Netanyahu set to address senate Republicans in video call as tensions with Biden administration mount
Benjamin Netanyahu is set to address Republican senators via video call on Wednesday afternoon, as tensions continue to mount between the Israeli prime minister and the Biden administration.
Mr Netanyahu is joining the lawmakers’ weekly policy lunch. Mr Netanyahu requested to speak with Senate Democrats as well, but Senate Majority Leader Chuck Schumer declined, Punchbowl News reports.
Congressional Republicans have, by-and-large, been steadfast allies in the push to support Israel and its campaign in Gaza.

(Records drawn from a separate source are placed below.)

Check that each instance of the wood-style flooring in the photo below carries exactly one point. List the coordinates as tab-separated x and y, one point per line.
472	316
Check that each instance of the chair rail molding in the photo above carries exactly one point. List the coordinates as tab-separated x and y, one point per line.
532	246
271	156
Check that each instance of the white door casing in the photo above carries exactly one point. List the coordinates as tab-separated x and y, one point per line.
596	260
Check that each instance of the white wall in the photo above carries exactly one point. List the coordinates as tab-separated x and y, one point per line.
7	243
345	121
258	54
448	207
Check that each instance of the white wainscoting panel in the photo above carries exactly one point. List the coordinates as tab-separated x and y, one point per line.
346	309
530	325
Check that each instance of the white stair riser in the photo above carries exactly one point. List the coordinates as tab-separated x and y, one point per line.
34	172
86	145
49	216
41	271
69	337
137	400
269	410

Ahead of the call with Mr Netanyahu, Senate Minority Leader Mitch McConnell condemned the Democratic response to the war.
“As much as some of our colleagues might like them to be, Democrats’ egregious and hypocritical attempts to influence Israeli domestic politics aren’t some simple or narrow critique of a particular prime minister,” Mr McConnell said.
Meanwhile, President Joe Biden is increasingly criticising the Israel Defense Forces’ (IDF) planned invasion into the southern city of Rafah, where some 1.4 million Palestinians are sheltering after being displaced from northern Gaza.
Mr Netanyahu approved a plan for the assault over the weekend. Then, on Monday the prime minister agreed to send officials to Washington DC to discuss his Rafah strategy as US officials — including Mr Biden and White House National Security Adviser Jake Sullivan — say the US would not support the offensive “without a credible plan” from the IDF.
Mr Netanyahu’s call with Republican senators also comes just days after Democratic Senator Chuck Schumer — America’s highest-ranking Jewish official — gave a speech calling for new elections in Israel.
“The Netanyahu coalition no longer fits the needs of Israel,” Mr Schumer said on the Senate floor. “The Israeli people are being stifled right now by a governing vision that is stuck in the past.”
Mr Biden praised the speech as Republicans and even some Democrats, including Senator John Fetterman, spoke out against Mr Schumer.
“He made a good speech, and I think he expressed serious concern shared not only by him, but by many Americans,” the president said over the weekend.
Some Democrats have even entirely rejected US aid to Israel, calling it a breach of the law.
Former Vermont senator Patrick Leahy told The Independent earlier this month that the US is breaking its own laws by sending aid to Israel on account of “the number of civilians who are being injured or killed by US paid armaments”.
Mr Leahy is best known for championing his namesake Leahy Law, which refers to two statutory provisions that prevent the federal government from using funds to assist foreign governments when there is credible information that they have committed “gross violations of human rights”..
Senator Peter Welch of Vermont told The Independent last week that he agrees with his predecessor on the matter.
“The reality is, whatever legitimate military reasons [Israel has], they have also a humanitarian responsibility under international law to allow people to be fed,” Mr Welch told The Independent.
The Hamas-run health ministry has said that more than 31,000 Palestinians have been killed since October in Israel’s ongoing military operations in Gaza. The conflict began 7 October, when Hamas launched a surprise attack on Israel, killing more than 1,200 people and taking another 250 hostage.
Meanwhile, the United Nations, the European Union and several international aid agencies are all warning of an imminent, widespread famine in Gaza.